This project provides Java bindings for Box2D using the Java FFM API.
Windows and Linux are directly supported. The Linux .so file was built on Linux Mint 22.2.
Nevertheless, you should be able to use these bindings for Mac if you provide your own .dylib file and load it.
- Download Java 26
- Download the sources or clone the repo
- Install Maven
- Open the terminal in the directory of the downloaded project
- Run the goal
mvn package. - The output is in the
target/folder
- Import the project in an IDE of your choice as a maven project
- Create a new maven run configuration and add the goal
mvn package - Run the created configuration
- The output is also in the
target/folder
If you are using the Eclipse IDE, you do not need to build the project explicitly. You can import this project into a workspace and just add the Maven coordinates into the pom.xml file of any other Maven project in the same workspace. This works as Eclipse can resolve Maven dependencies directly from the workspace, without requiring the project to be installed into the local Maven repository.
This project requires Java 26 and preview features enabled.
Before calling any method you need to load the native library. For Windows and Linux you can call Box2D.loadNativeLibrary().
To set the extract directory of the native library, change NativeLibraryLoaderConfig.SHARED_LIBRARY_EXTRACT_PATH.
Due to the introduction of restricted methods, it is recommended (and in later versions required) to run the application with the VM argument --enable-native-access=ALL-UNNAMED.
When creating an object, native memory will be allocated.
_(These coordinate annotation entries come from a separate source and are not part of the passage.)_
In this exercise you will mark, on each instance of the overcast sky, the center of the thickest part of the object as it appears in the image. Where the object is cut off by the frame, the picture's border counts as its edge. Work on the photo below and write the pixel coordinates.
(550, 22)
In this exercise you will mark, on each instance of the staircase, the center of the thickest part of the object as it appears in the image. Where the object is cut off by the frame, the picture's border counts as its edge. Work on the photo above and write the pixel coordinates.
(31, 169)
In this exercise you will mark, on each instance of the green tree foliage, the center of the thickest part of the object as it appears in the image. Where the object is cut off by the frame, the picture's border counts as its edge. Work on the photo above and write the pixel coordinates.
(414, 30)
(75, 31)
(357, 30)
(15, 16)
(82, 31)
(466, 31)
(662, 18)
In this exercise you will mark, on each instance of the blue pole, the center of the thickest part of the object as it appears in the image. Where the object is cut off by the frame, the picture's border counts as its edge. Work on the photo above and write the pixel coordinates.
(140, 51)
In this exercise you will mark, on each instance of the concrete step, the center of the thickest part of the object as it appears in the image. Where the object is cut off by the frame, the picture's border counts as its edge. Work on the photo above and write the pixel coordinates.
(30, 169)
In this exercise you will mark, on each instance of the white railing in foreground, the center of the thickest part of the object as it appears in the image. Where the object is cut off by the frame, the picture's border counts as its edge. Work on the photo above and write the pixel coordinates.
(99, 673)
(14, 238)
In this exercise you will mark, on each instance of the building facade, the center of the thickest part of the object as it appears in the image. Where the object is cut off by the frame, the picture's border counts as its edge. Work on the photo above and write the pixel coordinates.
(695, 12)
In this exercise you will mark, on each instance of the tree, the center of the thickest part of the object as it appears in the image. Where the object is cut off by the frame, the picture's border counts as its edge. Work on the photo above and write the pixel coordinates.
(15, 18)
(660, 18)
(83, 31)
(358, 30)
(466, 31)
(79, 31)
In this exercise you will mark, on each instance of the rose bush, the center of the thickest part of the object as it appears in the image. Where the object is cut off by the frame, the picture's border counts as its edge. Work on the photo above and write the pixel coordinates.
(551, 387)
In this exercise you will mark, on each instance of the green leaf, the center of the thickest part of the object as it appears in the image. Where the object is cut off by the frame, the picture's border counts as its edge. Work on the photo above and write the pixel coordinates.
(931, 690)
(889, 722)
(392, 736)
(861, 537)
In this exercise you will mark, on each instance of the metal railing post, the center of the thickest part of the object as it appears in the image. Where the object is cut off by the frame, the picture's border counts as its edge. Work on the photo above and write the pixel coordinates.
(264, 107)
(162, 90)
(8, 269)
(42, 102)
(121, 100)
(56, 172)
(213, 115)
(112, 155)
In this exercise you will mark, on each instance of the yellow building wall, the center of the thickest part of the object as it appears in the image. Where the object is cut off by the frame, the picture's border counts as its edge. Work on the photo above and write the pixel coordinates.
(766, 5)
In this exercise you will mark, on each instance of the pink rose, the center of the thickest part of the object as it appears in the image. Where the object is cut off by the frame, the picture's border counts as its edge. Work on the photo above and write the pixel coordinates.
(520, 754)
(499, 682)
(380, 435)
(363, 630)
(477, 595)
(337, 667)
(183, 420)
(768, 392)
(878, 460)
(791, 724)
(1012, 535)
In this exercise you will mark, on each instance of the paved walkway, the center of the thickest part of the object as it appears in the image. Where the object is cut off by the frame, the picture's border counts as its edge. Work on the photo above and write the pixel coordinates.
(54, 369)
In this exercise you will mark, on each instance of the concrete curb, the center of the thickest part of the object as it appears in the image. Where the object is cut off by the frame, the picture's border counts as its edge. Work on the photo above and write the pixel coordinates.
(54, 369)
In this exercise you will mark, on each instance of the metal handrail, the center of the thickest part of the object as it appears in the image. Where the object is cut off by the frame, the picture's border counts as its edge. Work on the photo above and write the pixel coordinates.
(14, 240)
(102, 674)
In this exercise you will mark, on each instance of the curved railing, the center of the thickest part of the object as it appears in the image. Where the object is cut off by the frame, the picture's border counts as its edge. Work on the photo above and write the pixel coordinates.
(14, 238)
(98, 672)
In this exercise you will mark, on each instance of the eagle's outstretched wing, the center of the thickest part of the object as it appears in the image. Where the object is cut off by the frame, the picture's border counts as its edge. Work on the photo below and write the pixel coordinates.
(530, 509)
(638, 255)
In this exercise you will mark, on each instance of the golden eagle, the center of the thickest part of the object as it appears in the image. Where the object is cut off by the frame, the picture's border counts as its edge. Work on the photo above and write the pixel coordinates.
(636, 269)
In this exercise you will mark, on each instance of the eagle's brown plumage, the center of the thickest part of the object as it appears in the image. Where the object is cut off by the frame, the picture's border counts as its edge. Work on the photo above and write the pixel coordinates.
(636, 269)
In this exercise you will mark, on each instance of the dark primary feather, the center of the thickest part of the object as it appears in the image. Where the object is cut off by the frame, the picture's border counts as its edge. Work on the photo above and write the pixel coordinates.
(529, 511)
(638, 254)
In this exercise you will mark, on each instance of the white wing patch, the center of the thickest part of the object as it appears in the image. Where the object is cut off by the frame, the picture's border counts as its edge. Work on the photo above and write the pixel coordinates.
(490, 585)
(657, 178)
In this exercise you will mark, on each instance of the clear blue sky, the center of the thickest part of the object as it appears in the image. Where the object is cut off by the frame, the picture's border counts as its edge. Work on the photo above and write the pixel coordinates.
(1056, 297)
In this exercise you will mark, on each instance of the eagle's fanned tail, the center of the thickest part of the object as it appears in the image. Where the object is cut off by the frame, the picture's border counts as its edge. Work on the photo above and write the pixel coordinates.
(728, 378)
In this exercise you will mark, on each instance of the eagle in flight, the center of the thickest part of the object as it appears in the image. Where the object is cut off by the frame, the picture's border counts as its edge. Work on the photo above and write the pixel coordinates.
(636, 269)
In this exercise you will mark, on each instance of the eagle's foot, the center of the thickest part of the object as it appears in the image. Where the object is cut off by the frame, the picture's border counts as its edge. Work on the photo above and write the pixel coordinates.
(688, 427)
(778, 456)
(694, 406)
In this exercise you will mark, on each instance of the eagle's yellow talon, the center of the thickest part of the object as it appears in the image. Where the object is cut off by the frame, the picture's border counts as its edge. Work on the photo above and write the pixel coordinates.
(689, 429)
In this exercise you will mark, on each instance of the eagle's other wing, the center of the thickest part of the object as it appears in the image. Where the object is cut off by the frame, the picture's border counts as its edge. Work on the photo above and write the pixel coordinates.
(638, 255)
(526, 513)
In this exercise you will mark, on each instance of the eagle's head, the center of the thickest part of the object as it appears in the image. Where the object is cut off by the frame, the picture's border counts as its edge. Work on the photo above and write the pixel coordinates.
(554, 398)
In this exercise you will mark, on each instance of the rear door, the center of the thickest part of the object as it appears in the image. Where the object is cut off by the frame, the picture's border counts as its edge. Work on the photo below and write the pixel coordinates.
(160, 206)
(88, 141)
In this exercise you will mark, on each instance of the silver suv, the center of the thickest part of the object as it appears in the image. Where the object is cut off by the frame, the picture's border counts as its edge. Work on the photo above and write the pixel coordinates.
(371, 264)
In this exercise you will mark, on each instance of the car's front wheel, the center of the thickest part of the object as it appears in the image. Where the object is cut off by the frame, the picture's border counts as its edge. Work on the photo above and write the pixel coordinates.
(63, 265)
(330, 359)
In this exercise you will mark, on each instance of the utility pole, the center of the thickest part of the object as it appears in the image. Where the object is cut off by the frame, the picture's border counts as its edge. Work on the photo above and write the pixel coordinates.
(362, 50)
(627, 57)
Structs are always allocated with an arena. By default an automatic arena is used, but you can use any arena you want (even a global arena, but this may not be desirable) by using the appropriate constructor.
When a struct is allocated through a native function call, the first parameter is always a SegmentAllocator (a parent type of an arena). This parameter is not part of the original C function signature and is added automatically in Java.
This is a port of the Hello Box2D introduction.
public class HelloBox2D {
public static void main(String[] args) {
HelloBox2D helloBox2D = new HelloBox2D();
helloBox2D.run();
helloBox2D.dispose();
}
private WorldId worldId;
private BodyId groundBodyId;
private BodyId dynamicBodyId;
public HelloBox2D() {
Box2D.loadNativeLibrary();
try (Arena arena = Arena.ofConfined()) {
WorldDef worldDef = WorldDef.defaultWorldDef(arena)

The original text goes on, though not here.